A former JAMB Registrar, Prof Adedibu Ojerinde, has been in court over an 18-count bordering on alleged fraud and diversion of public funds to the tune of N5.2 billion.

In an interview in early 2019, Oloyede had complained about “expanded throats” in JAMB, adding that he found a way to put such people aside so they won’t distract him.

“I find a way to put such people aside. We sack about 10 to 15 people in a year. We don’t stop at sacking them, we take them to court and insist on their prosecution because we have the facts before us,” he had said.

Oloyede had also said some of his critics complained that he returns so much money to the government asking whether he is “a money-making machine”.

“I did not increase the charges and I thank the Federal Government for reducing the charges. We charge the lowest fee anywhere in the world. President Buhari was kind enough to say slash the fee from N5,000 to N3,500 and even with that, we will still make a substantial return because we are not stealing their money,” the don had stated.

He had also expressed his thoughts regarding making mammoth remittances to the government when the money can be used to directly develop the educational sector.

“It isn’t the best though where you have billions of naira and you return it back to the government. It is not the best. But that is the legal framework we have to work with. A better stage can be to go to similar institutions around the world where they fund themselves and extend it (the money) to tertiary institutions directly by identifying their needs and supporting them,” Oloyede had said.

However, it has not been all garlands and praises for Oloyede as he had also been criticised severely and several times over the number of students who gain admission yearly. Critics have argued that the Board continues to rake in money for the government while some applicants continue to sit for the exam more than three times before eventually gaining admission into the tertiary institution of their choice.
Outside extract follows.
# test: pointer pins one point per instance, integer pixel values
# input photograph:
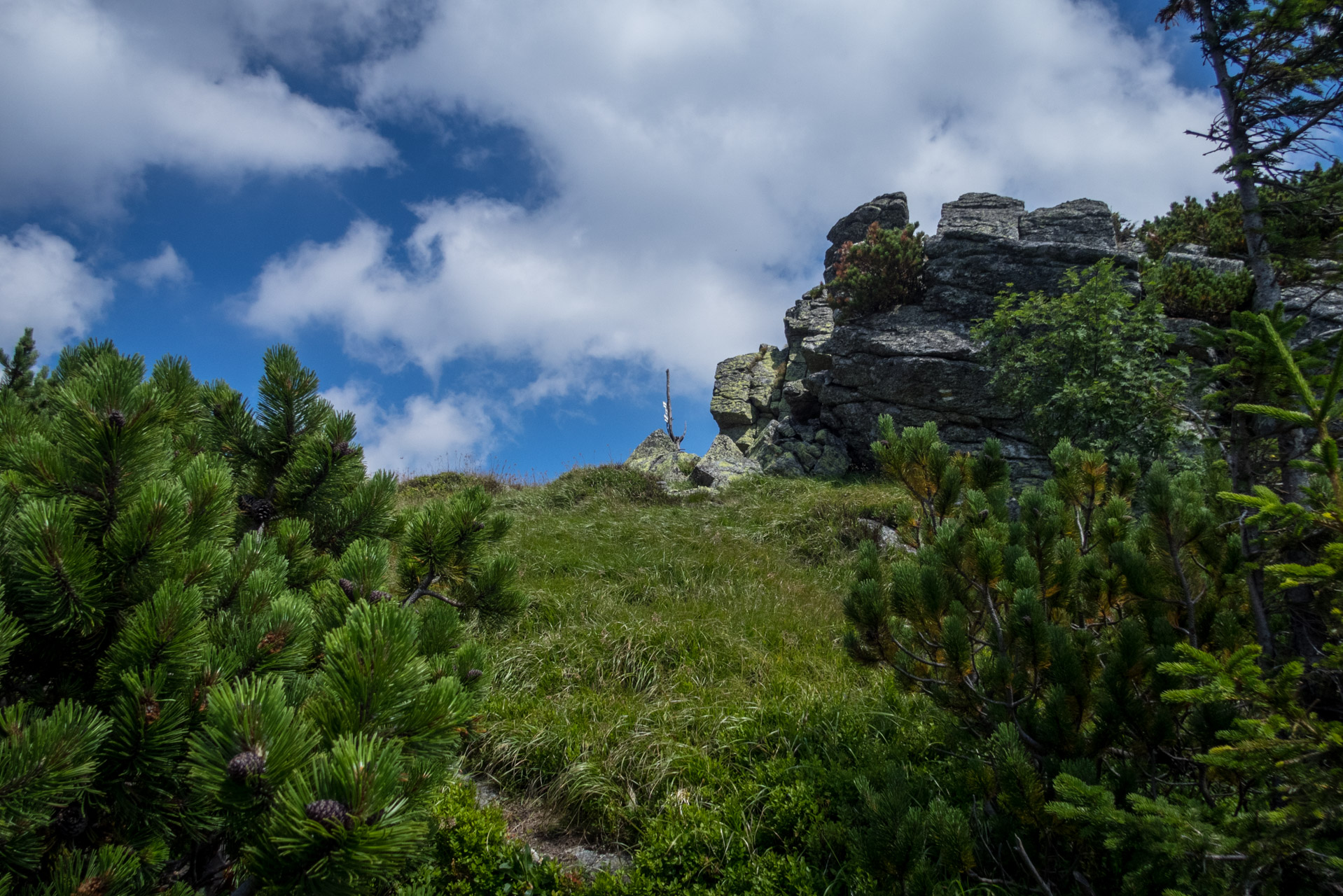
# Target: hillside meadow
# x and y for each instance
(677, 690)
But Oloyede had maintained that it was important for applicants to study well to pass the UTME before being admitted into any tertiary institution.
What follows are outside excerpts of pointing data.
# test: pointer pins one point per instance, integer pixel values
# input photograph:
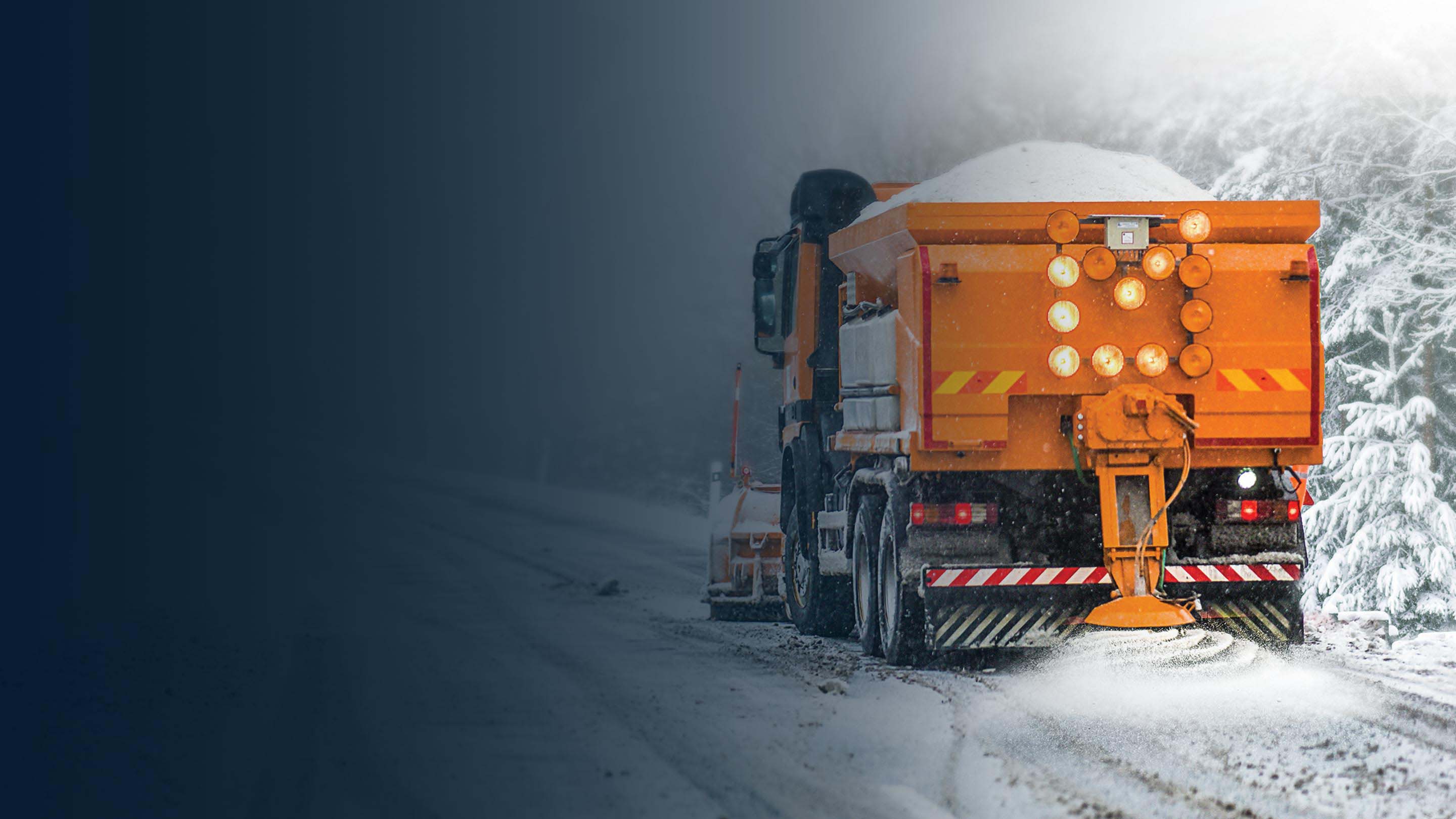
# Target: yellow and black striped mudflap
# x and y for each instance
(986, 617)
(1264, 613)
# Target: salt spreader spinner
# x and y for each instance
(1007, 422)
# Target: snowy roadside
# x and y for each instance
(1423, 665)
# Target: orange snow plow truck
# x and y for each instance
(1004, 423)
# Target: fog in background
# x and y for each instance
(512, 241)
(464, 237)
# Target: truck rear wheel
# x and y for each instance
(817, 604)
(902, 611)
(864, 580)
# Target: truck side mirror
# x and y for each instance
(765, 306)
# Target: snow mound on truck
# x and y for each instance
(1049, 172)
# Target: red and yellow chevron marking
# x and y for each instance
(1264, 381)
(979, 382)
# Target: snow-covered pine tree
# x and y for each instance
(1384, 539)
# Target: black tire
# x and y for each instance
(902, 611)
(864, 580)
(817, 605)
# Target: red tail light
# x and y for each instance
(1257, 511)
(952, 514)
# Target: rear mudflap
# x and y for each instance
(1041, 607)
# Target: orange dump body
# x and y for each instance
(973, 337)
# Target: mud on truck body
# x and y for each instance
(1004, 423)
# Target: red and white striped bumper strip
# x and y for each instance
(1232, 573)
(1089, 575)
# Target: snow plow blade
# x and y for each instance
(1043, 607)
(746, 556)
(1139, 611)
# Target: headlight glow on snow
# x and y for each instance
(1100, 264)
(1158, 263)
(1152, 360)
(1196, 315)
(1196, 360)
(1107, 360)
(1129, 293)
(1063, 271)
(1195, 271)
(1195, 226)
(1063, 316)
(1063, 226)
(1065, 360)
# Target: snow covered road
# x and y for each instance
(462, 651)
(634, 704)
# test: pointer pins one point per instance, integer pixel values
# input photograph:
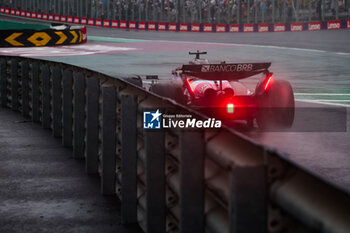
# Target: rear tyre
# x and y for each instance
(172, 90)
(136, 80)
(276, 106)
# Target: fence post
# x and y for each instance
(46, 97)
(3, 82)
(108, 140)
(67, 106)
(92, 130)
(248, 200)
(14, 85)
(25, 88)
(129, 158)
(155, 181)
(57, 101)
(79, 115)
(192, 182)
(35, 92)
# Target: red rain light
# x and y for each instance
(230, 108)
(267, 85)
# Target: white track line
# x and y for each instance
(242, 45)
(325, 103)
(328, 100)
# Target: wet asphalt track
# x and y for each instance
(316, 63)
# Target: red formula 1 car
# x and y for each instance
(216, 90)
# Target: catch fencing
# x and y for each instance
(169, 180)
(182, 27)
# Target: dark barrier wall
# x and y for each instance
(225, 183)
(33, 38)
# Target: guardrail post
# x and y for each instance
(14, 85)
(108, 175)
(25, 88)
(35, 93)
(92, 130)
(248, 200)
(67, 88)
(3, 82)
(129, 158)
(155, 181)
(57, 101)
(46, 97)
(79, 116)
(192, 182)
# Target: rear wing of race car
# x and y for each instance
(225, 71)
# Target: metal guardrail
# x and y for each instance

Married and blessed with children and grandchildren, Oloyede is a Doctoral Graduate in Islamics. He is a fellow of the Islamic Academy of Cambridge, United Kingdom; Fellow, Academy of Entrepreneurship; Fellow All Nigerian Institute Management; Fellow Institute of Arabic and Islamic Studies and Fellow Association of Islamic Religious Studies among others.
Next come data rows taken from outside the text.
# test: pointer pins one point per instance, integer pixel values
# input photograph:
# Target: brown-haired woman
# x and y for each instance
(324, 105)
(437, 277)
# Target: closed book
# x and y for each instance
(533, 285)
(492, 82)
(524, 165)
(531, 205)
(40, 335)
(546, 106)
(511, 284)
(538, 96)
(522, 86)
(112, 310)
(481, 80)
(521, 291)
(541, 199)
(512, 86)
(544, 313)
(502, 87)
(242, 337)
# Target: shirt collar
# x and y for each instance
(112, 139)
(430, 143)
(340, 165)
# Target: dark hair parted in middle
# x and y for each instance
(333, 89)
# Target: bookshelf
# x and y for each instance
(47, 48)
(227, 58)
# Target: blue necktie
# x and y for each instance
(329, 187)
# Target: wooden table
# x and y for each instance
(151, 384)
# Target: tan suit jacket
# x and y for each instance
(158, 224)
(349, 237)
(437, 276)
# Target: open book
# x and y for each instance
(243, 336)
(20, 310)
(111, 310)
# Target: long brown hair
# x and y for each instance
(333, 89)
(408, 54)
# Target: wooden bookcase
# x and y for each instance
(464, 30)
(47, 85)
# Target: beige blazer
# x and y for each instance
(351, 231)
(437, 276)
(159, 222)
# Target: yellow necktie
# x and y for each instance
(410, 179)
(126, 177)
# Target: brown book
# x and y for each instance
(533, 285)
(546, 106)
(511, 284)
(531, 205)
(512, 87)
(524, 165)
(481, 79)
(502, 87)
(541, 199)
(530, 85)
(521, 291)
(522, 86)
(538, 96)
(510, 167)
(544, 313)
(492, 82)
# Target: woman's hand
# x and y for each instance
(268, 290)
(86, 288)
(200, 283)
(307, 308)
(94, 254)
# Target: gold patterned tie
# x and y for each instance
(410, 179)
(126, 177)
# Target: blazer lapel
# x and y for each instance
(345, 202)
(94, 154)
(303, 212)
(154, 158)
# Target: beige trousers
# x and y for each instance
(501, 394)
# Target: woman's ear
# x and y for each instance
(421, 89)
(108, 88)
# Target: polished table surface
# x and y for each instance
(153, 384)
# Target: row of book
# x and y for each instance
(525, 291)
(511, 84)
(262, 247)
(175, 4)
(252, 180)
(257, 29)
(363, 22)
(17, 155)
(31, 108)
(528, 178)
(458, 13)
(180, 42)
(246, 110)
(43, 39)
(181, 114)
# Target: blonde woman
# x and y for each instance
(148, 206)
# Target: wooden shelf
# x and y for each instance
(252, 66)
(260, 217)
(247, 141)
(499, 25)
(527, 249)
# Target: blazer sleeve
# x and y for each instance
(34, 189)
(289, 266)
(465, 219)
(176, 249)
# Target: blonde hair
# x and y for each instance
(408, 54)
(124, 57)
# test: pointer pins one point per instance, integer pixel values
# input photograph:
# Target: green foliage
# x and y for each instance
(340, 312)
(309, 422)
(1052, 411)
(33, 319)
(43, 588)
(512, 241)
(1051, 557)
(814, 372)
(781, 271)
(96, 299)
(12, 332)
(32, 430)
He has served on the board of many university organisations. He was the Chairman, Committee of Directors of Academic Planning in Nigerian Universities – 2002 to 2004; He was the President, Association of African Universities. He served on the board of Association of Commonwealth Universities, 2010 to 2012 and International Association of Universities, 2008 to 2012.

He was appointed Co–secretary of the National Political Reform Conference by then President Olusegun Obasanjo in 2006 and also a member of the 2014 National Political Conference. Also in 2006, he was appointed a Consultant by the National Universities Commission on Educational Reforms in Nigeria.

Oloyede served as the Vice-Chancellor, University of Ilorin, from October 2007 to October 2012, and Chairman Association of Vice-Chancellors of Nigeria Universities as well as the Committee of Vice-Chancellors from 2011 to 2012.

As he starts another term of five years as JAMB registrar, the nation and his critics continue to watch keenly, expecting whether he would increase developmental reforms in the Board or relent, just as it is in the habit of many Nigerian government officials and politicians when appointed or elected for second term in office.

Only time will tell but for now, congratulations are in order for the native of Abeokuta in Ogun State.